In 1989, the Hineni Heritage Center located in New York City opened its doors. The Center houses a multi-media museum and offers classes in Toroh studies, Shabbatons (weekends) and High Holiday services.
In addition to classes, Hineni conducts a singles program through which countless marriages have been made. Many of these young couples today attend Hineni Young Marrieds Seminars and their children participate in Hineni Torah Tots, linking three, and in some cases four generations.
At the Hineni Bill and Jill Roberts Outreach Center in Jerusalem, in addition to educational and social programs, guidance and counseling are offered to youth at risk.
For over forty years, the Rebbetzin has written a weekly column for The Jewish Press offering Torah based answers to everyday problems.

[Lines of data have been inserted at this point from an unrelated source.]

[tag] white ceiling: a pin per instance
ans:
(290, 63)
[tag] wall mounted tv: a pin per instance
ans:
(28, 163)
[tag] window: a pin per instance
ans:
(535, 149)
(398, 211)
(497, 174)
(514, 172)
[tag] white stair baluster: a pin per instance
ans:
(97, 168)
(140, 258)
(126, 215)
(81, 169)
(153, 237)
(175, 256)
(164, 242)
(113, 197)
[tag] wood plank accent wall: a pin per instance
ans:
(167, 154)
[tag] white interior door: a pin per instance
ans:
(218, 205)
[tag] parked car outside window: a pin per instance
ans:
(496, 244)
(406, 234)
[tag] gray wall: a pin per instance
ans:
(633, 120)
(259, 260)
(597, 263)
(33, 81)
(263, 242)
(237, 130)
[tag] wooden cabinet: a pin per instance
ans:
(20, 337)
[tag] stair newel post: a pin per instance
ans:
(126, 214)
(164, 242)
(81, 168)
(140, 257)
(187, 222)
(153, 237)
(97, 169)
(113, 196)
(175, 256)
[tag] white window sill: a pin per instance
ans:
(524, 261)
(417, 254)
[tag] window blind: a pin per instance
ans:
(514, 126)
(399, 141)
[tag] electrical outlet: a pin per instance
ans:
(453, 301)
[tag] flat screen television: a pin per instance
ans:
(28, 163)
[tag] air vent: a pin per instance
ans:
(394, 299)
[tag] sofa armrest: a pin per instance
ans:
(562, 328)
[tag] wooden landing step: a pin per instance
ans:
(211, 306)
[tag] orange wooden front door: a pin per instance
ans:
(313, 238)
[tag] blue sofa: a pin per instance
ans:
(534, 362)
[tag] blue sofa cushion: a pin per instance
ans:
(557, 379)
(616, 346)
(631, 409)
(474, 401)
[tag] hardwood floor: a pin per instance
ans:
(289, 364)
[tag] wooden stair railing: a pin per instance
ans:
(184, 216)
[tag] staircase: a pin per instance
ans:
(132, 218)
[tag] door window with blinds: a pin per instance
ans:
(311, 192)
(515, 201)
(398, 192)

The Rebbetzin is the author of three bestselling books. Jewish Soul on Fire (William Morrow & Company) was acclaimed one of the ten best Jewish books of the year by B'nai B'rith. The committed Life: Principles of Good Living from Our Timeless Past published by Harper Collins, has been translated into Hebrew, Russian and Hungarian and is now in its eighth edition. Her newest book The Committed Marriage (Harper Collins) has been acclaimed as the ultimate marriage manual.
The books are built on stories, experiences and tales from the Bible, Talmud and Chassidic lore, as well as on the Rebbetzin's own life experiences.
Rebbetzin Esther Jungreis' campaign has won her space in numerous national newspapers and magazines. She has been accorded recognition by the State of Israel, the City of New York, awarded an honorary doctorate by Touro College, named Woman of the gear by several organizations and acclaimed by every segment of the international Jewish community. In this time she has raised four children, all now have families of their own, and her husband has passed away.
Great plans are continuously in the works at Hineni including trips to far away places where someone like the Rebbetzin is needed to restore and renew the core values of Judaism.